Written by General Jabbo
Live a Little, Love a Little, finds Elvis Presley in a more “adult” role, moving away from the tired formula used in so many of his ’60s films. He stars as Greg Nolan, a photographer who meets a rich socialite on the beach named Bernice (Michelle Carey). She introduces herself to him as Alice though. She asks if he is married and then throws herself at him. He resists her advances and her dog Albert, a giant Great Dane, chases him into the ocean.
Nolan goes back to her home to change and dry off. A delivery boy comes to her house, calling her Suzie. Bernice says Nolan is burning up and gives him a pill, which knocks him out for several days, possibly weeks. Upon waking up, Nolan leaves, only to find that he has lost his job and his apartment due to his time away. Nolan returns to see Bernice and find out what has happened and she mentions that her husband Harry died from affliction of the liver, but then changes her story to whooping cough. Harry (Dick Sargent) shows up at her home, calling her Bernice. Nolan assumes this was her husband, who is clearly not dead, but Harry informs him he also wasn’t her husband either. Bernice says she has different names for different moods. The three have dinner, where Harry, in a nod to his TV show, suggests Nolan should get a job in an advertising agency. Later in private, Harry tells Nolan that Bernice is scared of life, love, and of being alone. He also tells Nolan to “run for the hills.” Nolan goes to sleep in Albert’s room, only to imagine Albert is talking to him and pushing him into an abyss where Nolan sings “Edge of Reality.” The scene has a trippy, psychedelic feel to it and is a rare moment of relevancy in a late 1960s Elvis movie.
Bernice feels guilty about what has happened to Nolan and buys him a new apartment, but it is expensive and he has to take two jobs to pay for it — one at a Playboy-style magazine called Classic Cat and the other for a much more conservative fashion magazine. Mike Lansdown (Don Porter) is the Hugh Hefner-esque publisher of Classic Cat who, after seeing some of the more risqué photos in Nolan’s portfolio, offers him a job. Lansdown is very casual though, insisting Nolan not wear a tie as it “cuts off the circulation,” while Penlow (Rudy Vallee) prefers the sharp dressed man. This leads to some amusing scenes of Presley changing in the stairwell as both jobs were in the same building. Later, Penlow catches Nolan shooting photographs for his rival, Lansdown, and fires him immediately. Lansdown on the other hand, loves that he was able to pull off two jobs without anyone noticing and offers to double his salary. Keen viewers will recognize Presley’s father Vernon as a model in one of the scenes.

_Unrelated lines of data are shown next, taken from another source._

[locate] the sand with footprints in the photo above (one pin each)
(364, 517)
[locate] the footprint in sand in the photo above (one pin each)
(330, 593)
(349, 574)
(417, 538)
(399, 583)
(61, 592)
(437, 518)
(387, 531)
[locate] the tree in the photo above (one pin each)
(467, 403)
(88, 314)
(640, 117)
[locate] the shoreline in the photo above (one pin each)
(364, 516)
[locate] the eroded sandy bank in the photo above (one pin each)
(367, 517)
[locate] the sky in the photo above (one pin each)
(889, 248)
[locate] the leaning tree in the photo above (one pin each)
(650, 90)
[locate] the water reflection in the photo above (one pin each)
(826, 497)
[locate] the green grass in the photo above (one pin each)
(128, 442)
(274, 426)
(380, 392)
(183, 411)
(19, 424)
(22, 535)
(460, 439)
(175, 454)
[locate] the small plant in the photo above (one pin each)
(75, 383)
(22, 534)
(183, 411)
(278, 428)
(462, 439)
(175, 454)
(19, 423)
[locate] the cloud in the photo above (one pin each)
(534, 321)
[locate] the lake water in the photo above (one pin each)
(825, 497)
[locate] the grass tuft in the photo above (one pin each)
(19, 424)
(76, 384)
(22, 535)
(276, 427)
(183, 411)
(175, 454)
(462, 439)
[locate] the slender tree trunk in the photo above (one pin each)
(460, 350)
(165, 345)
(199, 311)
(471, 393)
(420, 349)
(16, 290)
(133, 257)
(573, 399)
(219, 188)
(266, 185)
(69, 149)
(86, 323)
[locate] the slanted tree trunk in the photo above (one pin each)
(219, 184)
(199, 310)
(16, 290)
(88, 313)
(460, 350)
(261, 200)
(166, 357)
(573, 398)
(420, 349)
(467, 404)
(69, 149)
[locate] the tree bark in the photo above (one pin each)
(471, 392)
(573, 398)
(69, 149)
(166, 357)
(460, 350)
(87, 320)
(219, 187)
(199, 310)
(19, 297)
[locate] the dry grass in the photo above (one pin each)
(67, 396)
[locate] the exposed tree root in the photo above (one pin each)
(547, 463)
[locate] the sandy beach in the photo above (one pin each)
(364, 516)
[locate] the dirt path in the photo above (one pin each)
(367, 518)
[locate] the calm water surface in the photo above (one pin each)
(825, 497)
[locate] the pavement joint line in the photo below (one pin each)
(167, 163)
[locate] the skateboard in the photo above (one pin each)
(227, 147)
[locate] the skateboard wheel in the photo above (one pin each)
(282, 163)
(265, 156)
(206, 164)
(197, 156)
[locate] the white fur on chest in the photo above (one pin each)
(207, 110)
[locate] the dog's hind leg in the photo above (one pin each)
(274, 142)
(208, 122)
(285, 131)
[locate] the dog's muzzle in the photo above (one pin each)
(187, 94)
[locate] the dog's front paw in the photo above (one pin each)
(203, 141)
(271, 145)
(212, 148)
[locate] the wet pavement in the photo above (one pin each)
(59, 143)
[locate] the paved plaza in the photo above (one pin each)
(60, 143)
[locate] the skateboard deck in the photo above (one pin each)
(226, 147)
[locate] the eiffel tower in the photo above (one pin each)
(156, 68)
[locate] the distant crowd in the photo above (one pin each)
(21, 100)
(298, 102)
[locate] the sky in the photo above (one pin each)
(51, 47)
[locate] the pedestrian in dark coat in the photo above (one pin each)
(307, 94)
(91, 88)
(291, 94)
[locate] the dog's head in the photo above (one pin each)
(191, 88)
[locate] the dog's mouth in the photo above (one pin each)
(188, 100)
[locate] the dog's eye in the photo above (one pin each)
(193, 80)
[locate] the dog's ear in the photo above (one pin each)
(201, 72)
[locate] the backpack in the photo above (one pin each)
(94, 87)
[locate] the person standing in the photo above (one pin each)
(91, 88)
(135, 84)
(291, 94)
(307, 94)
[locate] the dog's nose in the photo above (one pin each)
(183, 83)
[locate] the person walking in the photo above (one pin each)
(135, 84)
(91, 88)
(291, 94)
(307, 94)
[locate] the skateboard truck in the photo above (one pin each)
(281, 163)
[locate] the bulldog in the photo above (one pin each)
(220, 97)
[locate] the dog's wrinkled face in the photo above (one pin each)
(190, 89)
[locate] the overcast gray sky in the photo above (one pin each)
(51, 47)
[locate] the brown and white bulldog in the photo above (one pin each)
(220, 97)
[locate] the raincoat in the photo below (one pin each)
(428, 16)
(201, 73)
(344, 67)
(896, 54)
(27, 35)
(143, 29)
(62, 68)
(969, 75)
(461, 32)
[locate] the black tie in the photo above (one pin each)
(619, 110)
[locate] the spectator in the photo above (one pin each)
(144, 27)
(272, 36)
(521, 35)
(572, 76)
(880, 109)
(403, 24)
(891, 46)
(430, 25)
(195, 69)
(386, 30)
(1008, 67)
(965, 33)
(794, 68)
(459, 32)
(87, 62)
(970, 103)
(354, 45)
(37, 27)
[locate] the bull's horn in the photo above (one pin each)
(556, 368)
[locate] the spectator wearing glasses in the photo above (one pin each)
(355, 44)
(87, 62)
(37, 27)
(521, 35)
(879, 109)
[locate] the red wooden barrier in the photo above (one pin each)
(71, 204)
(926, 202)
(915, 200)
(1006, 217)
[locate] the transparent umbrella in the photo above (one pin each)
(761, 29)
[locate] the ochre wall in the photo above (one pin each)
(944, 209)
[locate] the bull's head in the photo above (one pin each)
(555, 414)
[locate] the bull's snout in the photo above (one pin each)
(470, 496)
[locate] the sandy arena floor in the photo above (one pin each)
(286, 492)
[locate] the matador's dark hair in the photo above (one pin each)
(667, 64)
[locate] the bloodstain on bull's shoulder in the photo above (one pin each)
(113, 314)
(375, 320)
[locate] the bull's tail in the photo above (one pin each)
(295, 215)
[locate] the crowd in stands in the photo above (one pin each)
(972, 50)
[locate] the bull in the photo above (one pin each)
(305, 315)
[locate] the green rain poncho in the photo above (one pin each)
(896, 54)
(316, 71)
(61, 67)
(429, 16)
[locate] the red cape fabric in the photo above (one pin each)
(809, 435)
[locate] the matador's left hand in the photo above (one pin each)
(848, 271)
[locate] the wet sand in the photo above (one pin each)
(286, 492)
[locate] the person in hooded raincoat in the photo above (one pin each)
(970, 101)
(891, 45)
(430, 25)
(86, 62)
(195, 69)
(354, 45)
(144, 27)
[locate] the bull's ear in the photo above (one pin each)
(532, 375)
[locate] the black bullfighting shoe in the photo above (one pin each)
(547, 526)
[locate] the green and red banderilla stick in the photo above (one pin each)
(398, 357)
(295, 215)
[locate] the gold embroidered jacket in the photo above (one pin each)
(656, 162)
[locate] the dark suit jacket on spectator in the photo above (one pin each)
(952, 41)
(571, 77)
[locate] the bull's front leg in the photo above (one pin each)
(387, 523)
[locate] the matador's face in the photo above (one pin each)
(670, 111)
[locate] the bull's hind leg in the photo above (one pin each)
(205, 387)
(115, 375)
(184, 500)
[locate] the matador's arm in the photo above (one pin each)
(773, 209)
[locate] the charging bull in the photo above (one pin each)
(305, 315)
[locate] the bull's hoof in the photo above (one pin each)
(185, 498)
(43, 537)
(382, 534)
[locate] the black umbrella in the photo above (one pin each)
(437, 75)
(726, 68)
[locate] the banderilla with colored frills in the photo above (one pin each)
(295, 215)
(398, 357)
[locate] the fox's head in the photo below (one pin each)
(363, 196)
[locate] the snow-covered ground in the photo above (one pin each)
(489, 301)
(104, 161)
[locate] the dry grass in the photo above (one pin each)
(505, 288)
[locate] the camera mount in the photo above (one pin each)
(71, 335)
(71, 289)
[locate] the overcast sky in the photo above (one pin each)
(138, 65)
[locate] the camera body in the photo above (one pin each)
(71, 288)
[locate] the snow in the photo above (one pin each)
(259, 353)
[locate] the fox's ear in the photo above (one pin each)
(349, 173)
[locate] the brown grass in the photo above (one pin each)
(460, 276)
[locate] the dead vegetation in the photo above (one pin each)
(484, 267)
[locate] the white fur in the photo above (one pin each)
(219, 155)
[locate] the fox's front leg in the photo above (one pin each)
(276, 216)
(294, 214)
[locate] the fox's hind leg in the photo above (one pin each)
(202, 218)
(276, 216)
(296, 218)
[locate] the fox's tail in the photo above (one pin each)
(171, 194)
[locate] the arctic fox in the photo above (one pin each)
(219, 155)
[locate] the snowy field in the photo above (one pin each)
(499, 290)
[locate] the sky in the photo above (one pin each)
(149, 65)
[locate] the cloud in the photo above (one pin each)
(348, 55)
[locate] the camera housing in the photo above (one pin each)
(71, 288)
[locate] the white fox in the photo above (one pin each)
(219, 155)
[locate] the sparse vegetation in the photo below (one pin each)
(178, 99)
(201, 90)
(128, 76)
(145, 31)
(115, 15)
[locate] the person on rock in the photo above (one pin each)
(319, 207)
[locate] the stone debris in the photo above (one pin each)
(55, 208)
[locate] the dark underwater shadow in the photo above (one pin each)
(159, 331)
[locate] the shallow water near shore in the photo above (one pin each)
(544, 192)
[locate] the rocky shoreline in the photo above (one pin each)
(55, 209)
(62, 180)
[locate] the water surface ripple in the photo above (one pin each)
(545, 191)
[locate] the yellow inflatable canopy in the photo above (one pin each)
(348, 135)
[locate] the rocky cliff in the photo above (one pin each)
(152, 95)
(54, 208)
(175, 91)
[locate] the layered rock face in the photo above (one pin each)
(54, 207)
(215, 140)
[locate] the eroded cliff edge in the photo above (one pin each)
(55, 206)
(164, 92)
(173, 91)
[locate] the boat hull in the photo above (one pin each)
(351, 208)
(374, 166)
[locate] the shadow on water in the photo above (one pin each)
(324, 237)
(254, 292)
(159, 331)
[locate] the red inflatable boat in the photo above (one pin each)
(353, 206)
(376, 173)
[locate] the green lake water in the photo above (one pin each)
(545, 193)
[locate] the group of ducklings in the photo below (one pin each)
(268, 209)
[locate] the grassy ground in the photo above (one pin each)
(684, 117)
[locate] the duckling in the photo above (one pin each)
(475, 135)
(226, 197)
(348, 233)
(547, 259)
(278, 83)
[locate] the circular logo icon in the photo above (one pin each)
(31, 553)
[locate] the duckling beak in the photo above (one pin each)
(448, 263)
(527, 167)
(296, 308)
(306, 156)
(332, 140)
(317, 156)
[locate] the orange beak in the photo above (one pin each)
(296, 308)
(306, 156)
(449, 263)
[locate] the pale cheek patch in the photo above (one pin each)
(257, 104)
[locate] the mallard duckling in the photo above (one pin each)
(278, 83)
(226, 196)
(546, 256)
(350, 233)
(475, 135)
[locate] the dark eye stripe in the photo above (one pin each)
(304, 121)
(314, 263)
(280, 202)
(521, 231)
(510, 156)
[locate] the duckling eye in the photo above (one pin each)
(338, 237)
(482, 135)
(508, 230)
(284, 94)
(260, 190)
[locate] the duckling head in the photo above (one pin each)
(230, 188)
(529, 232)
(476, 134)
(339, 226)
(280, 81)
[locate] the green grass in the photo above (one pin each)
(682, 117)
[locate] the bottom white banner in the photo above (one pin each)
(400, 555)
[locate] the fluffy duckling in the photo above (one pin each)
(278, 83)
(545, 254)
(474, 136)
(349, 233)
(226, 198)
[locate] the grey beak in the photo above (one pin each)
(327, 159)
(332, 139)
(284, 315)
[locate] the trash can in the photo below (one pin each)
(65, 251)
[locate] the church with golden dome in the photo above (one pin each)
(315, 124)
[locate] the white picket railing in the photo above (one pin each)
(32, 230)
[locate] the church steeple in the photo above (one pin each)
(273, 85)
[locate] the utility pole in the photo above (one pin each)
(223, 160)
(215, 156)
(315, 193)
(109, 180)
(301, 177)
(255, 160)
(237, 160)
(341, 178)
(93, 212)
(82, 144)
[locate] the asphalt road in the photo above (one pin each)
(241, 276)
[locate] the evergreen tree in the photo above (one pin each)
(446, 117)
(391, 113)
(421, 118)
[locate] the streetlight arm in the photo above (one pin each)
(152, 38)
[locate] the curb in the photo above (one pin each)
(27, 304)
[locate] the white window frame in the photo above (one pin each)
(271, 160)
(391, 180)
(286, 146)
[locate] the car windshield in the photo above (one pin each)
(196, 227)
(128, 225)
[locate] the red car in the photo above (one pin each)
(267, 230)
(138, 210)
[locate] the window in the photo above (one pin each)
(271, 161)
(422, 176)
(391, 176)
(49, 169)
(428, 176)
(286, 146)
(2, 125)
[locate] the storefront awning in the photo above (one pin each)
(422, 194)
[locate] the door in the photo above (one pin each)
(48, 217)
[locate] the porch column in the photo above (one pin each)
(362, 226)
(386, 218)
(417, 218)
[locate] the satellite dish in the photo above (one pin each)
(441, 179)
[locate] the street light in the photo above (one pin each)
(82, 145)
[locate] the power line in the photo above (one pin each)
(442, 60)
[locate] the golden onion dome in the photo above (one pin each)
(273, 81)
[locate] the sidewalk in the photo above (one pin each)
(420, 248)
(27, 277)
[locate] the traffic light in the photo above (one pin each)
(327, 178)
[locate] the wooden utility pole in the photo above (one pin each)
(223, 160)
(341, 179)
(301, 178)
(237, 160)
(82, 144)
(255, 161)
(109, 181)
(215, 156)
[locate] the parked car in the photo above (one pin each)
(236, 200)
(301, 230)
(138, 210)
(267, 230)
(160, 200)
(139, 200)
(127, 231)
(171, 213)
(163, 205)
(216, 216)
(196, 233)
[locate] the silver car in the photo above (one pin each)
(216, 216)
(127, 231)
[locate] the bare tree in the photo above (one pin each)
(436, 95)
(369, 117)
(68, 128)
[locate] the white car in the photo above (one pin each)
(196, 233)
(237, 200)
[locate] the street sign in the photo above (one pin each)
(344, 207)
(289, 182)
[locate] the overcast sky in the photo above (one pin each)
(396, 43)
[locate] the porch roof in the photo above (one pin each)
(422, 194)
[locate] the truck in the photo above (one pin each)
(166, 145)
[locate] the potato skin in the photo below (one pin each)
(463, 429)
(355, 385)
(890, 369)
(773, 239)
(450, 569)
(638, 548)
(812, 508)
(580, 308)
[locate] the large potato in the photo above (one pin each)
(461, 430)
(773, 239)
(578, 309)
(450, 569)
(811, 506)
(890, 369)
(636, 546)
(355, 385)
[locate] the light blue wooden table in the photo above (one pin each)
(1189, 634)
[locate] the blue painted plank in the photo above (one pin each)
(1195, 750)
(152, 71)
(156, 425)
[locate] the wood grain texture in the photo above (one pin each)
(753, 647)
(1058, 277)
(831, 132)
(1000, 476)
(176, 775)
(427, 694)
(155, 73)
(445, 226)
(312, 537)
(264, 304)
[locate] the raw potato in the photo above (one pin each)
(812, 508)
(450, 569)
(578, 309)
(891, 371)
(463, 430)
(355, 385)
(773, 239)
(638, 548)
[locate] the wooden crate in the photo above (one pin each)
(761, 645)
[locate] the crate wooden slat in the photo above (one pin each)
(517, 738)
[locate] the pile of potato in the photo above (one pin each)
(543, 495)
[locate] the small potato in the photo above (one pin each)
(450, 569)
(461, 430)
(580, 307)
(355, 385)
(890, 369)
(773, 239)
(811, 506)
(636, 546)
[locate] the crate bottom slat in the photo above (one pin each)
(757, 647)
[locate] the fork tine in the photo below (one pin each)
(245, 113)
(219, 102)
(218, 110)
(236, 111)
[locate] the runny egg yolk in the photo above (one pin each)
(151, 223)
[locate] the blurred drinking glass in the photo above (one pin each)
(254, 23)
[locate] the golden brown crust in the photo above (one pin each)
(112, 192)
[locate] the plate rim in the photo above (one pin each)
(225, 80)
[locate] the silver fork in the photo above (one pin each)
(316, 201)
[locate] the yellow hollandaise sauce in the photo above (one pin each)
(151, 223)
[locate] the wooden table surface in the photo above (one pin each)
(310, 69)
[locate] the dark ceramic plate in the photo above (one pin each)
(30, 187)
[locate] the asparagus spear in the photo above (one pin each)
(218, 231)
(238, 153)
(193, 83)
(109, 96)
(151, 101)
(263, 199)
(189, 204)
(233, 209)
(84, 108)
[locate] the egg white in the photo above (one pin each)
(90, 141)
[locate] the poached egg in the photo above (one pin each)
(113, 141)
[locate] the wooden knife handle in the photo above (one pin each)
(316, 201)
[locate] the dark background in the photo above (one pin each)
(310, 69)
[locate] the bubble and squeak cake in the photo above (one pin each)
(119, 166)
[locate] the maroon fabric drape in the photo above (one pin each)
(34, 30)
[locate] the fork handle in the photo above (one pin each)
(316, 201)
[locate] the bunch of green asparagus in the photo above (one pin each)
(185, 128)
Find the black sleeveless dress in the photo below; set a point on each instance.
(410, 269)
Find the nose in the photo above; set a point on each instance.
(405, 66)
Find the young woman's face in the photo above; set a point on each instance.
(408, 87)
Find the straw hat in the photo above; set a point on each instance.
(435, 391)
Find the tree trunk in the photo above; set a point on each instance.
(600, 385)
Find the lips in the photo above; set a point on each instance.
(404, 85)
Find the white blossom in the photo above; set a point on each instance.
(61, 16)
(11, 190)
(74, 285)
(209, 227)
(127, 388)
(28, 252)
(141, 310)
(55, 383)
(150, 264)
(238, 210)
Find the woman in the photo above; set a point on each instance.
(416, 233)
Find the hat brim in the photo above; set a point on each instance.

Carey is great as the eccentric Bernice, placing a wooden divider on her bed so she and Nolan can sleep together and he can avoid her advances. He gives in eventually, throwing the divider out the window and she leaves him a note thanking him for making her a woman. Nolan goes to see Harry, thinking she may be with him and Harry says Nolan can’t marry Bernice because she’s asked Harry to take her back, something Bernice later denies. The movie ends as it began, only this time Nolan gets Albert to chase Bernice into the water, providing an interesting symmetry in the film.
Part of the Elvis: 75th Anniversary DVD Collection, Live a Little, Love a Little is now best known as the film that introduced “A Little Less Conversation,” which became a hit three decades later. It also was a much more adult feature than Presley had been making up until that point, with the occasional cursing, drug use and implied sex scenes. This was not Harum Scarum and could have pointed the direction of better things to come had Presley stayed in Hollywood.